Lawyer and marijuana law specialist, Edmund Groensch, of the Drug Policy Alliance, admits Monsanto’s involvement in marijuana projects could definitely help the pro-legalization activists.

“Currently, Federal law criminalizes marijuana and hemp derivatives because public opinion is still against it and legal commercial production in the U.S. is currently handled by a patchwork of small farmers whom are not trusted by investors. A major player as Monsanto could bring confidence within government and towards investors in the market if it were to own a large part of the exploitable lands and commercial products”. 

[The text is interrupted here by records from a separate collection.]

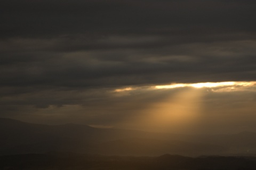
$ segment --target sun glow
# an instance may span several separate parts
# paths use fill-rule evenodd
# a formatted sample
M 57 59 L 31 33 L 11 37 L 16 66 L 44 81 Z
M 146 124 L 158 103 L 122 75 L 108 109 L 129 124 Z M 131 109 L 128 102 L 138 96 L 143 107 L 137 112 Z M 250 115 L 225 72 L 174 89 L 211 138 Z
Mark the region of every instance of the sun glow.
M 212 88 L 224 86 L 249 86 L 256 85 L 256 82 L 226 82 L 217 83 L 198 83 L 193 84 L 172 84 L 167 85 L 156 86 L 155 88 L 174 88 L 177 87 L 192 87 L 195 88 Z

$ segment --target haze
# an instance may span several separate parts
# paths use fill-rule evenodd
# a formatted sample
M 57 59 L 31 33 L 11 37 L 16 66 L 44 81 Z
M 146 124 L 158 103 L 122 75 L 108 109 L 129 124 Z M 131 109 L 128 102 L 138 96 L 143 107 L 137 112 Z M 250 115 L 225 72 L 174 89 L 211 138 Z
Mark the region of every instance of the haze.
M 0 3 L 0 117 L 256 132 L 256 2 Z

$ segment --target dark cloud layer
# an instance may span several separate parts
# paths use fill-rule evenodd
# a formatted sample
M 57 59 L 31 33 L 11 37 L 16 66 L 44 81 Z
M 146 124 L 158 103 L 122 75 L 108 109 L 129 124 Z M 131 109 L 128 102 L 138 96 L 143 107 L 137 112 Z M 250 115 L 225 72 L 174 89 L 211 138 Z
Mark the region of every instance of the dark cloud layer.
M 1 108 L 115 102 L 109 92 L 122 86 L 255 80 L 255 10 L 252 0 L 2 1 Z

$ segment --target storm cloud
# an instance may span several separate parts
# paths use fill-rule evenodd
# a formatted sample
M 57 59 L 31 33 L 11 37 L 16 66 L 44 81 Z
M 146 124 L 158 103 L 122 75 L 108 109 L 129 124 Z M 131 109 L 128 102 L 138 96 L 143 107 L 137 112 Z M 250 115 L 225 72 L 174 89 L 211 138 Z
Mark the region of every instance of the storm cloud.
M 26 119 L 53 107 L 60 122 L 69 119 L 65 112 L 69 118 L 83 117 L 83 123 L 108 125 L 165 99 L 159 91 L 152 97 L 145 87 L 255 80 L 254 1 L 4 0 L 0 5 L 3 117 Z M 121 102 L 113 92 L 125 87 L 142 90 Z M 140 96 L 143 100 L 129 105 Z M 118 101 L 125 107 L 115 104 Z M 67 106 L 90 109 L 76 115 Z M 53 119 L 45 121 L 58 122 Z

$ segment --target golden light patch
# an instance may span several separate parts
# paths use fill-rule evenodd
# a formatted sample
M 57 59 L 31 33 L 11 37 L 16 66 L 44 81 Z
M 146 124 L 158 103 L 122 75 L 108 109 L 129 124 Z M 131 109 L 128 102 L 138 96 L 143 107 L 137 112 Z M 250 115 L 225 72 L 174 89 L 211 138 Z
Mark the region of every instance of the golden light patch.
M 174 88 L 177 87 L 192 87 L 195 88 L 213 88 L 221 87 L 225 86 L 249 86 L 256 85 L 256 82 L 217 82 L 217 83 L 198 83 L 193 84 L 173 84 L 167 85 L 156 86 L 155 88 Z M 235 88 L 235 87 L 234 87 Z
M 124 91 L 128 91 L 130 90 L 134 90 L 134 88 L 132 88 L 132 87 L 126 87 L 124 88 L 118 88 L 118 89 L 116 89 L 115 90 L 115 92 L 122 92 Z

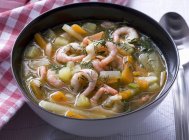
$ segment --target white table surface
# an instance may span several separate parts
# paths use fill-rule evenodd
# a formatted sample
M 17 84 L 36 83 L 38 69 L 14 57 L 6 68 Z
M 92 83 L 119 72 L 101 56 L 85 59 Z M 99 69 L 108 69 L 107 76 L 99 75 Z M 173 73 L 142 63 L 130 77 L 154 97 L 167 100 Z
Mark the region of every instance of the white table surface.
M 189 24 L 189 0 L 130 0 L 128 5 L 159 21 L 169 11 L 180 13 Z M 127 125 L 127 124 L 126 124 Z M 0 140 L 175 140 L 174 110 L 170 93 L 157 110 L 136 128 L 114 136 L 84 138 L 59 131 L 24 105 L 0 131 Z

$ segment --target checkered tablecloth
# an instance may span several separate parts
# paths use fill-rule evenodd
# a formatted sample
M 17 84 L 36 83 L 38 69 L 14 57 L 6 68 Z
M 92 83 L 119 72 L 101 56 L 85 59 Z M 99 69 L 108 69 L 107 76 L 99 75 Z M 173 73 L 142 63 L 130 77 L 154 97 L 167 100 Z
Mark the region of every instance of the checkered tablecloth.
M 5 2 L 5 0 L 2 0 Z M 1 7 L 4 7 L 2 5 Z M 19 0 L 18 0 L 19 1 Z M 50 9 L 71 3 L 93 0 L 41 0 L 13 10 L 0 13 L 0 128 L 22 106 L 24 100 L 13 79 L 10 53 L 20 31 L 32 19 Z M 126 5 L 127 0 L 95 0 Z

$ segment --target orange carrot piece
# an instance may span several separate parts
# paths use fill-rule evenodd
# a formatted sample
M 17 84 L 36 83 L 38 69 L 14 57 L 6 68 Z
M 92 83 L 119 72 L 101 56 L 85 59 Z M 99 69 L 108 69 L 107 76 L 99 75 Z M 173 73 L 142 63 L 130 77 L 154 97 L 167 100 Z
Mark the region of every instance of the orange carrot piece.
M 146 81 L 146 80 L 139 80 L 139 79 L 135 79 L 135 81 L 136 81 L 136 83 L 139 85 L 139 88 L 141 89 L 141 90 L 147 90 L 148 89 L 148 87 L 149 87 L 149 84 L 148 84 L 148 82 Z
M 84 119 L 84 118 L 86 118 L 86 117 L 84 117 L 84 116 L 82 116 L 82 115 L 80 115 L 80 114 L 77 114 L 77 113 L 75 113 L 75 112 L 73 112 L 73 111 L 70 111 L 70 110 L 68 110 L 68 111 L 65 113 L 65 116 L 66 116 L 66 117 L 70 117 L 70 118 L 77 118 L 77 119 Z
M 67 101 L 67 97 L 65 96 L 65 94 L 61 91 L 56 91 L 54 93 L 52 93 L 50 95 L 50 99 L 53 101 L 53 102 L 65 102 Z
M 128 61 L 129 63 L 133 63 L 133 62 L 134 62 L 133 57 L 132 57 L 131 55 L 128 55 L 128 56 L 127 56 L 127 61 Z
M 121 91 L 121 92 L 119 93 L 119 95 L 121 95 L 122 99 L 127 100 L 127 99 L 129 99 L 130 97 L 132 97 L 133 91 L 130 90 L 130 89 L 128 89 L 128 90 L 125 90 L 125 91 Z
M 90 39 L 90 40 L 100 40 L 100 39 L 102 39 L 104 37 L 104 32 L 102 31 L 102 32 L 99 32 L 99 33 L 96 33 L 96 34 L 94 34 L 94 35 L 91 35 L 91 36 L 89 36 L 88 38 Z
M 83 28 L 81 28 L 81 26 L 79 26 L 78 24 L 73 24 L 71 27 L 75 32 L 77 32 L 81 35 L 87 34 L 87 32 Z
M 125 64 L 124 69 L 121 73 L 121 80 L 126 84 L 132 83 L 134 81 L 134 76 L 130 63 Z
M 41 36 L 40 33 L 36 33 L 36 34 L 34 35 L 34 39 L 35 39 L 36 43 L 37 43 L 42 49 L 45 49 L 45 48 L 46 48 L 47 42 L 46 42 L 45 39 Z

“There is presently no way to control the production of marijuana and the quality of the strains. A GM strain produced by a company with the credentials and prestige of Monsanto would definitely lend a massive hand to pro-legalization activists within certain spheres of government and within the business world” he explains.

Although Monsanto’s testing on cannabis is only at an experimental stage, no plan has yet been released by the agriculture business firm as to what purposes the patented strain would be used for, although specialists believe answers should come this fall as rumors of a controversial new bill which could “loosen up laws around medical marijuana” is reportedly scheduled to pass before congress coming this fall.

Critics fear genetically modified cannabis will mix with other strains and could destroy the diversity of DNA, a reality dismissed by most studies claim experts.